Business Context
ShopSphere is a global e-commerce marketplace with 38M monthly active buyers and a customer support org handling ~2.5M tickets/week across email, chat transcripts, and agent notes. The company has accumulated ~6.5TB of unstructured text over 4 years (tickets, chat logs, call-center summaries, refund disputes). Today, routing and resolution are largely manual: tickets are assigned by a rules engine and human triagers, leading to high first-response times (P90 = 9 hours) and inconsistent escalation for high-risk issues (fraud, chargebacks, safety complaints). Leadership wants to use the historical text corpus to improve customer service efficiency: faster routing, better self-serve deflection, and higher agent productivity.
Data Characteristics
You have access to:
- Raw sources: Zendesk tickets (subject + body), chat transcripts, agent internal notes, disposition codes, resolution outcomes, CSAT, refund amounts, and handle time.
- Volume: ~4.2B messages/utterances; ~650M “tickets” after conversation grouping.
- Text length: chat turns 1–40 tokens; emails 30–2,000 tokens (median ~180).
- Languages: English 78%, Spanish 12%, Portuguese 6%, other 4%.
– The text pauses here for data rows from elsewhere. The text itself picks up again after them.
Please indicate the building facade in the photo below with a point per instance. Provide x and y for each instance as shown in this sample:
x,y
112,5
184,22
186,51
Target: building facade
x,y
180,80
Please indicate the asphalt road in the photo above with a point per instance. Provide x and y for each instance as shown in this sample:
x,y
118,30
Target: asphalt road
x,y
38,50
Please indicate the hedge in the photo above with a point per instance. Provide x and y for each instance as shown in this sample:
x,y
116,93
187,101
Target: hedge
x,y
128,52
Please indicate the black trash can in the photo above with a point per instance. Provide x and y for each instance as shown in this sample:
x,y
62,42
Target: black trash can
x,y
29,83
- Domain vocabulary: SKU IDs, order IDs, carrier names, payment processors, policy terms (“A-to-Z claim”, “returnless refund”), and abbreviations used by agents.
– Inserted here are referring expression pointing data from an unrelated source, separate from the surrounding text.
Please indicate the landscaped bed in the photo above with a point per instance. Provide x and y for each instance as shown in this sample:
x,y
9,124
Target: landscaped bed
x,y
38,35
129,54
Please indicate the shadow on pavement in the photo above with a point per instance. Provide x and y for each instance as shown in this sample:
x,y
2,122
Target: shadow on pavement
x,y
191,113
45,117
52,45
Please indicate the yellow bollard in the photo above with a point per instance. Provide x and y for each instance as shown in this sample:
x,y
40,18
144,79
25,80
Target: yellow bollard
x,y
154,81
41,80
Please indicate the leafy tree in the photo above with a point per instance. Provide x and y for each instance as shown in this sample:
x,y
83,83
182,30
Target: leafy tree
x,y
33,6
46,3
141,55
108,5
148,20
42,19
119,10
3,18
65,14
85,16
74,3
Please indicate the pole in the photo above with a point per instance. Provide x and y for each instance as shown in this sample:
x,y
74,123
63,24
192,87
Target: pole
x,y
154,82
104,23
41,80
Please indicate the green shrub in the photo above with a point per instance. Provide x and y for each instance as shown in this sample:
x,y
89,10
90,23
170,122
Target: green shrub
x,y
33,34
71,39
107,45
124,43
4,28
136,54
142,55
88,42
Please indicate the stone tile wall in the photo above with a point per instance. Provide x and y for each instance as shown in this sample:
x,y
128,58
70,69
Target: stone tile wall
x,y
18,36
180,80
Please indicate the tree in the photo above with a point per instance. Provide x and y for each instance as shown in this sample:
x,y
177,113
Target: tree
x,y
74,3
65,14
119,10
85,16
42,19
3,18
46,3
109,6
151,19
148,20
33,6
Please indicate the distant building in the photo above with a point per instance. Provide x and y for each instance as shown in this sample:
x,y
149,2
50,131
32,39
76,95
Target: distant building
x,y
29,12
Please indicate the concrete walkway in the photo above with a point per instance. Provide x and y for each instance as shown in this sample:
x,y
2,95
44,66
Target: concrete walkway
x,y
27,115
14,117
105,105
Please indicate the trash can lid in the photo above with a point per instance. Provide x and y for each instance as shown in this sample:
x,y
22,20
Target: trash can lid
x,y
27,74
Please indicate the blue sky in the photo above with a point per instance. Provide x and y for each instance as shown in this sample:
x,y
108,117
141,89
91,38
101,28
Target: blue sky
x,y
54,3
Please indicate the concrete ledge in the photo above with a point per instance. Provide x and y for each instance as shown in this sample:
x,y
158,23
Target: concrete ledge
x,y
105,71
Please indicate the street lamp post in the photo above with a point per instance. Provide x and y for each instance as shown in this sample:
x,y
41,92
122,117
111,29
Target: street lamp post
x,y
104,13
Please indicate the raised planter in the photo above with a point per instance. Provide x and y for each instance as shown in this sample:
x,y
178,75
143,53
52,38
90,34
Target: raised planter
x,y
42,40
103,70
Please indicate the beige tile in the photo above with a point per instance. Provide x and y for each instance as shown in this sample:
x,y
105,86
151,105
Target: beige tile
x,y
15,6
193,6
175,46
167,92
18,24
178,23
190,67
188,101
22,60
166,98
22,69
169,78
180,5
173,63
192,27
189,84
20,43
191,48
- Labels: Only ~8% of tickets have reliable structured labels (issue type) due to taxonomy drift; however, you have outcomes (refund issued, escalation, time-to-resolution) for nearly all tickets.
Success Criteria (Business)
A solution is “good enough” if it:
- Reduces median time-to-first-response by 25% via better routing and prioritization.
- Increases self-serve deflection by 10% for low-risk, repetitive issues (e.g., tracking, address changes).
- Maintains or improves CSAT while preventing overload: high-risk queues must not exceed current staffing capacity.
Constraints
- Latency: routing decisions must be produced in <150 ms per incoming ticket.
- Privacy/Compliance: PII (names, emails, phone numbers, addresses, payment tokens) must be redacted; data cannot leave the VPC.
- Compute: training can use a multi-GPU cluster, but inference is limited to 2× A10 GPUs per region.
- Taxonomy drift: issue categories change quarterly; the system must be maintainable.
Requirements (Deliverables)
- Propose an end-to-end NLP approach that turns the historical corpus into (a) an automated ticket triage classifier (issue type + priority) and (b) a suggested next-best action (macro response template / KB article / escalation).
- Describe how you would create training data given sparse/noisy labels (e.g., weak supervision, distant labels from outcomes, active learning).
- Implement a baseline and an advanced model:
- Baseline: TF-IDF + linear classifier for issue type.
- Advanced: transformer fine-tuning for multi-task prediction (issue type + priority), with multilingual handling.
- Add a PII redaction + entity extraction layer (order IDs, SKUs, carrier, refund amount) to support analytics and templated responses.
- Define an evaluation plan tied to business metrics and include an error analysis strategy focused on high-cost mistakes (fraud/safety false negatives).
- Outline a deployment/monitoring plan for drift (new issue types, seasonal spikes, policy changes).